Si l’on étend aux autres cibles de l’ordonnance, le communisme peine aussi à être perçu comme une menace crédible tant il a reculé depuis les années 1960 et ce malgré sa dernière percée aux élections de juin.

Plus globalement, la relative impopularité de ces mesures s’inscrit aussi dans une crise de légitimité de la Monarchie à plus long-terme au sein du Royaume de Brocelynwood, qui n’est vraiment maintenant défendue que par environ la moitié de la population. Lorsque le Roi prend des décisions, et particulièrement en court-circuitant l’Assemblée Unique (qu’il aurait pu sur ce sujet laisser délibérer), l’a priori n’est pas particulièrement positif. Pour autant, il ne faut pas être manichéen : certains conservateurs anti-monarchie ont une approche très dure pouvant y compris être qualifiée de “racistes”, tandis que quelques royalistes sont attachés aux traditions et plus modérés sur leur rapport à la communauté alderii. Mais dans ces deux types de cas, la crise de légitimité actuellement rencontrée par la Monarchie peut se retourner contre ses propres mesures.
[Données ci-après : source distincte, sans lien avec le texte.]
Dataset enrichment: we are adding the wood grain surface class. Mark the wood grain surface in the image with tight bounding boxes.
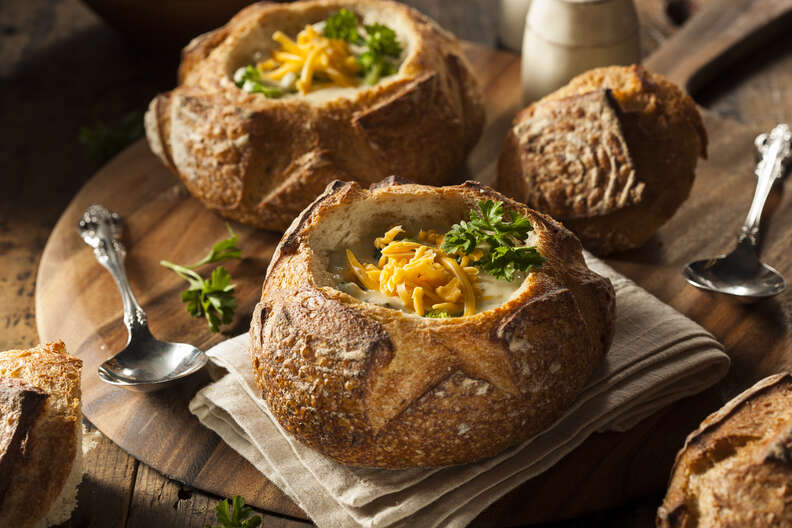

Tout cela étant dit et analysé, plus de deux cinquièmes des brocéliens expriment un clair soutien pour les mesures sécuritaires. Nous avons donc le panorama d’une société polarisée, divisée, au sein de laquelle chacun affirme son positionnement. Il semble cependant, et heureusement, que la Monarchie a échoué à créer l’image d’un ennemi de l’intérieur qui s’imposerait encore plus largement, pour des raisons historiques, conjoncturelles, structurelles et l’absence de “moment zéro”.
Mais les mesures sont réelles et la réponse de la société civile et des oppositions est encore timorée. Le pouvoir royaliste renforce donc son autoritarisme sans créer un mouvement d’opposition vraiment marquant, tout en s’appuyant sur une base de soutien forte, et sur des éléments d’extrême-droite encore plus radicaux.
Résultat : sans unanimité et étant même relativement minoritaires, Johnlyn IV et son Premier Secrétaire Spécial Valemont ont encore l’opportunité d’avancer un agenda politique dangereux.